Preliminary experience of CyberKnife treatment of lung metastasis: the question about real clinical benefit

J Med Assoc Thai. 2013 May;96(5):603-13.

Abstract

Objective: Evaluate the effectiveness of radiotherapy plan and physical parameters including local tumor response and clinical outcome of lung metastasis in patients who received CyberKnife treatment at Ramathibodi Hospital.

Material and method: Six cases with twenty lesions of lung metastasis patients were evaluated for tumor response after having received CyberKnife treatment. The prescribed radiation dose was calculated approximately to biological equivalent dose (BED) around 60 to 100 gray (Gyz). The response of each lesion to treatment was evaluated from roentgenographic study during follow-up period along with adverse event, status of patients, and disease.
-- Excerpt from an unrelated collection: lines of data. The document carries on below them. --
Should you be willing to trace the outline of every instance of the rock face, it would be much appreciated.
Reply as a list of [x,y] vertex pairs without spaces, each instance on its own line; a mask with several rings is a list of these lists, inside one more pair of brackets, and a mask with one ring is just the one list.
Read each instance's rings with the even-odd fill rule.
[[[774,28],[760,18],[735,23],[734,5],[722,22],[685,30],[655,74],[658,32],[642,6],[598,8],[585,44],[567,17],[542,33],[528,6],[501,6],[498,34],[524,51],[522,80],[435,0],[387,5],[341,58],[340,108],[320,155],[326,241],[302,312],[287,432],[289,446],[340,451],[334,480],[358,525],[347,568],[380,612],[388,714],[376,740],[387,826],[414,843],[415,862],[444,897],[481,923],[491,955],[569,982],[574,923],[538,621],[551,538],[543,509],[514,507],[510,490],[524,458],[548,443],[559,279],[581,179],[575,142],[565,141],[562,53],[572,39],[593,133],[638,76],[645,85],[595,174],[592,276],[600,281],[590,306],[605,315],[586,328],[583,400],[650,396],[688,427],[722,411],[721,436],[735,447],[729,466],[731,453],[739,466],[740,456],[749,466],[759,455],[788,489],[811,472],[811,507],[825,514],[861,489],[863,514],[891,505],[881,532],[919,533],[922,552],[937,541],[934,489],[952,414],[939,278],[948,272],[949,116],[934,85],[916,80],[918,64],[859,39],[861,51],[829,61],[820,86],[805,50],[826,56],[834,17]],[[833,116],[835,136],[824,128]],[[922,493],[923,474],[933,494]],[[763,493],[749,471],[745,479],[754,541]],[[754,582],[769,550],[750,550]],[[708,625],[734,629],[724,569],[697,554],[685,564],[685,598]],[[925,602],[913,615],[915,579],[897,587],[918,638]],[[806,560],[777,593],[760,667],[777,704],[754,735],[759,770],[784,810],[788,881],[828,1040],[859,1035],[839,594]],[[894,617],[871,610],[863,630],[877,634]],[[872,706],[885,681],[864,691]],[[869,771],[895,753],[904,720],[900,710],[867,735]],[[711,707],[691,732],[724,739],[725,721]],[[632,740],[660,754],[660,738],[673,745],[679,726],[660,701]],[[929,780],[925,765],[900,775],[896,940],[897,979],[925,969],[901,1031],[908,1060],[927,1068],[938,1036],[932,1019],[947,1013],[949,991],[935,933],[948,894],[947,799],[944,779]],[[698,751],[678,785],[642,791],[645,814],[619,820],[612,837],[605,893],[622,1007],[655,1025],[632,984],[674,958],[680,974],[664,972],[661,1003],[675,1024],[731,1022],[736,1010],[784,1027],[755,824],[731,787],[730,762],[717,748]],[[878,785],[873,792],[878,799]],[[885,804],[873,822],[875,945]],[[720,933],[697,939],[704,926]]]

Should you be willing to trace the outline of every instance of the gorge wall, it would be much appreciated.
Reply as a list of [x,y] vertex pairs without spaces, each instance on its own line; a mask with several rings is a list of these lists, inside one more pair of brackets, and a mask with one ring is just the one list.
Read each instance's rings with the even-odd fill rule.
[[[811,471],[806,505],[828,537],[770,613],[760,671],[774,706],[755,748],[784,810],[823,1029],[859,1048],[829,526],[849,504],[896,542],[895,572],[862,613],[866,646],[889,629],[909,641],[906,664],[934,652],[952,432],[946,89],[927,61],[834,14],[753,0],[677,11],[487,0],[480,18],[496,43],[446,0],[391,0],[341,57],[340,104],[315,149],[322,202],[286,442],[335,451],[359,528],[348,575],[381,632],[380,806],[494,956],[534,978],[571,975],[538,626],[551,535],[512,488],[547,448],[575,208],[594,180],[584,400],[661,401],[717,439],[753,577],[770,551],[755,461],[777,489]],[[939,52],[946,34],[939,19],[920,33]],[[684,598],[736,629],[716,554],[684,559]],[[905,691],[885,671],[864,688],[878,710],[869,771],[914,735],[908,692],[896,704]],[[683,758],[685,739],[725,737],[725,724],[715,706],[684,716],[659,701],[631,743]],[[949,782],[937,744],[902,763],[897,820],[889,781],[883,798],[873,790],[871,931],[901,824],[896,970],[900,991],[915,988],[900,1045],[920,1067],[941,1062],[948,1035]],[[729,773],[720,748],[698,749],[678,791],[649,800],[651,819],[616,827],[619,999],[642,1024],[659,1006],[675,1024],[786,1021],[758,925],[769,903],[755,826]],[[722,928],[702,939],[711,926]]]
Results: At the third month after treatment, roentgenographic partial response (PR, 50% decrease in size) was demonstrated in eight lesions and stable disease (SD, unchanged size) in eight lesions with no complete response (CR, disappearance of tumor) detected. Progressive disease (PD, 25% increase in size) of six treated lesions was detected during the follow-up period. At the time of report, two patients were alive and still received palliative chemotherapy, two patients died from uncontrolled progressive metastases and failed palliative chemotherapy, and two patients lost follow-up after progressive metastases with unknown surviving status. No severe adverse event was observed. The treatment planning parameters demonstrated borderline of radiation dose homogeneity, and conformality coverage of the target volume.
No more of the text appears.